A former “public affairs” marine turned venture capitalist, Vance rose to fame in 2016 with the publication of “Hillbilly Elegy,” an engaging narrative that detailed his challenging and adversarial upbringing in poverty-stricken southwestern Ohio and his later experiences at Yale law school. The book became a national bestseller and the subject of the Ron Howard-directed 2020 film starring Glenn Close and Amy Adams.
In fact, I assigned the book for reading in one of my graduate seminars. What a difference a few years can seem to make.
Not that long ago, Vance was a vehement and outspoken Trump critic, deriding him as “America’s Hitler” and “a total fraud.” But he suddenly and abruptly embraced the former president when he ran for a Senate seat in 2022, eventually securing Trump’s support in a heavily crowded Republican primary. Indeed, both men acknowledged that they had not previously been politically fond of one another.
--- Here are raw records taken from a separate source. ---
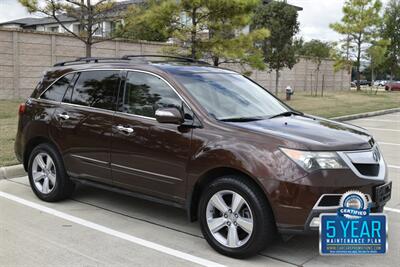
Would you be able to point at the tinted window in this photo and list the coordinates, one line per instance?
(230, 96)
(96, 89)
(57, 90)
(145, 93)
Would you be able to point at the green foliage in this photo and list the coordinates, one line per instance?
(279, 49)
(376, 54)
(391, 32)
(89, 13)
(316, 50)
(152, 21)
(359, 25)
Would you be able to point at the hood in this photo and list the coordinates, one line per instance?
(312, 132)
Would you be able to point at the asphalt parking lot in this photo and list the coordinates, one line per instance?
(99, 228)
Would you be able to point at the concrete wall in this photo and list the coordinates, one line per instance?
(24, 56)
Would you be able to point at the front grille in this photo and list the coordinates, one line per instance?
(329, 200)
(367, 169)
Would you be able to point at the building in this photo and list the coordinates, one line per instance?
(49, 24)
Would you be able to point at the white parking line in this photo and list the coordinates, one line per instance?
(388, 144)
(109, 231)
(394, 166)
(392, 210)
(382, 129)
(380, 120)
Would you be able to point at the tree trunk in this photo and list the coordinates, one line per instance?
(276, 81)
(88, 49)
(358, 75)
(193, 33)
(216, 61)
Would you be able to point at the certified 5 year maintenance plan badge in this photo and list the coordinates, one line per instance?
(353, 230)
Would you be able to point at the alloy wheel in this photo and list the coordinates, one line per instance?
(44, 173)
(229, 218)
Presidents and vice presidents have frequently been odd pairings often brought together in an effort to unify diverse fragments within the party. John Kennedy selected Lyndon Johnson with the aim of assuaging southern Democrats who were wary of his Roman Catholicism and “possible allegiance” to the Vatican. Ronald Reagan chose George H. W. Bush, the former head of the CIA, in an attempt to win over centrist Republicans leery of Reagan voters’ far-right values. Barack Obama selected Joe Biden in 2008 to balance the ticket racially and reassure white voters that he’d have an experienced, centrist leader with blue-collar bona fides at his side. Trump recruited Mike Pence to address devout White evangelicals’ apprehensions over his moral failings and deficiencies. Most recently, Joe Biden selected a woman of color as his running mate to highlight and acknowledge the vital importance of women and people of color to the Democratic political base.
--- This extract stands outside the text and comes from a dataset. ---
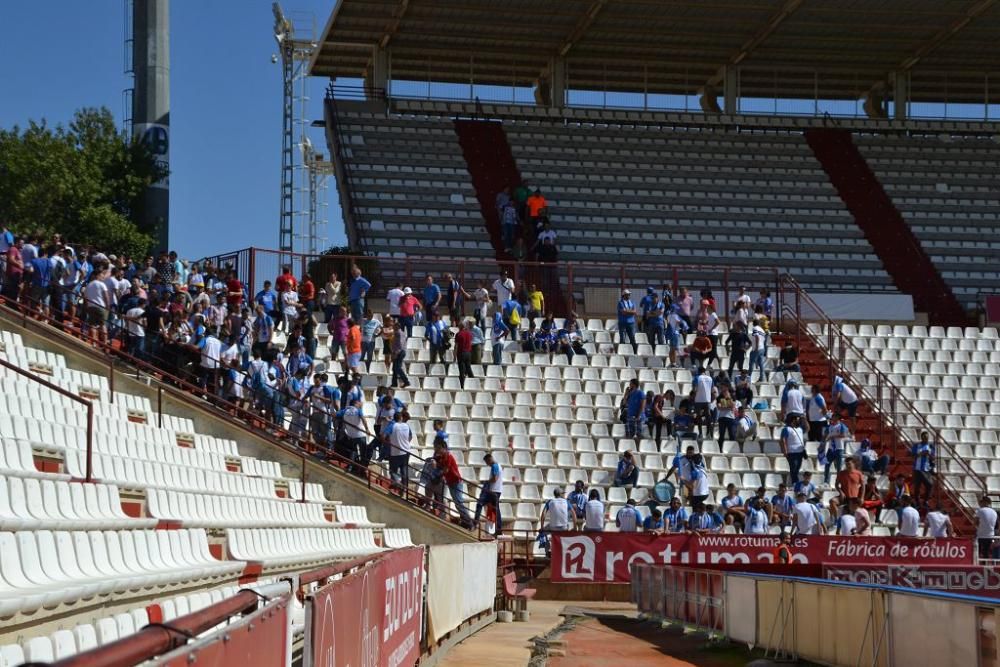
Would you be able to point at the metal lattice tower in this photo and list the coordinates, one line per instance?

Trump had a real opportunity to make a more traditional choice. For a number of reasons, Florida Sen. Marco Rubio would have been a strong pick. As a Latino, he would have been the first non-white person on a Republican ticket and would possibly have appealed to Latinos who tend to be receptive to culturally conservative messages and may have cut into support from that segment of the Democratic coalition. The more centrist Republicans wanted Trump to assuage the apprehensions of more moderate voters who had backed Nikki Haley over Trump’s bombast and division.
He failed to deliver to both groups.
Rather than pretend to consider pacifying the concerns of his party’s more centrist, less rabid elements, Trump’s selection of Vance sends a clear and undeniable message that Republicans are waging a culture war over this nation’s identity. For example, in 2019 Vance told the National Conservatism Conference, “Our people aren’t having enough children to replace themselves. That should bother us.” Although he did not specifically define “us” or “our people,” and he did not elaborate what he meant by “replace,” it does not take a rocket scientist to realize that he did not conveniently employ words by sheer coincidence or accident. He knew exactly what he was saying and doing.
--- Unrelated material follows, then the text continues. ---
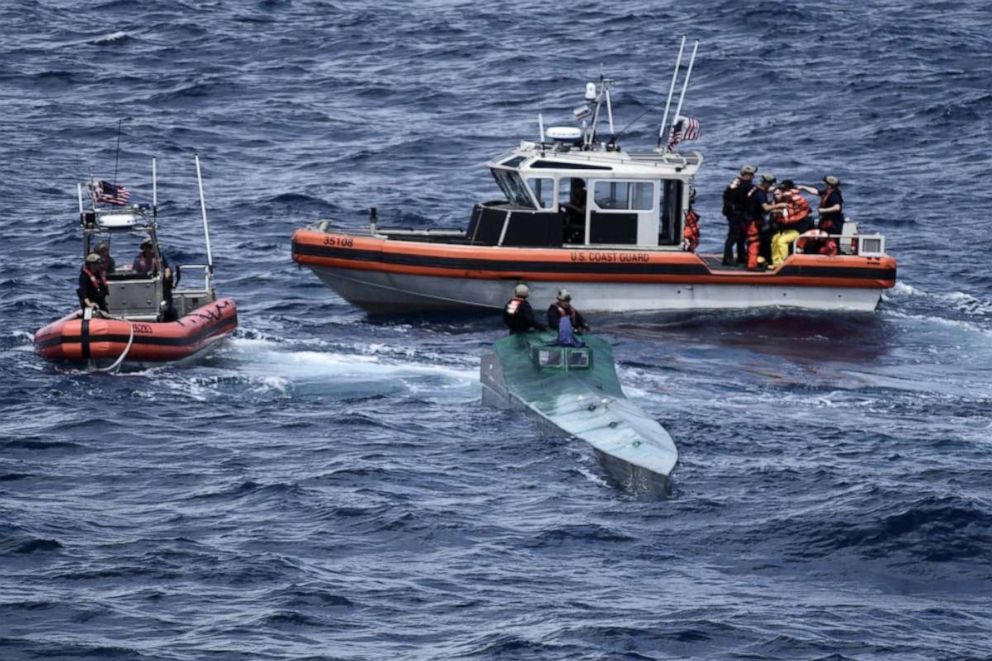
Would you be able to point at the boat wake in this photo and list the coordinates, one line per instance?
(266, 369)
Racial matters aside, Vance also prolifically criticizes women. He supports a national abortion ban and even opposes rape and incest exceptions — he calls rape “an inconvenience”— because, in his own words, “two wrongs don’t make a right.” He opposes no-fault divorce, which allows women to depart troubled marriages without having to prove abuse in court. Notably, Vance has a searing contempt for childless adults, particularly women, blaming the “childless left” as responsible for many of society’s political and cultural problems. More incredulously, Vance has proposed extending extra votes to people with children to dilute the political representation of those without them.
Even more disturbing about Vance is that he, like Trump, harbors no qualms about ruthlessly dismantling the delicate social fabric that supports the nation. He stated that if he had been vice president on January 6, 2021, he would have adhered to Trump’s request and blocked electors from states that voted for Biden. He raised money for insurrectionists who tried to overthrow the government and sought to prohibit the ratification of an election in which all fifty governors — Republican and Democratic alike — certified results that showed Biden won the presidency.
Does this sound like someone who believes in law and order and due process? Is there anything Vance sincerely believes?
It’s a question many people, including myself, have been asking. The answers appear to be blind ambition, self-advancement, and power.
Elwood Watson is a professor of history, Black studies, and gender and sexuality studies at East Tennessee State University. He is also an author and public speaker.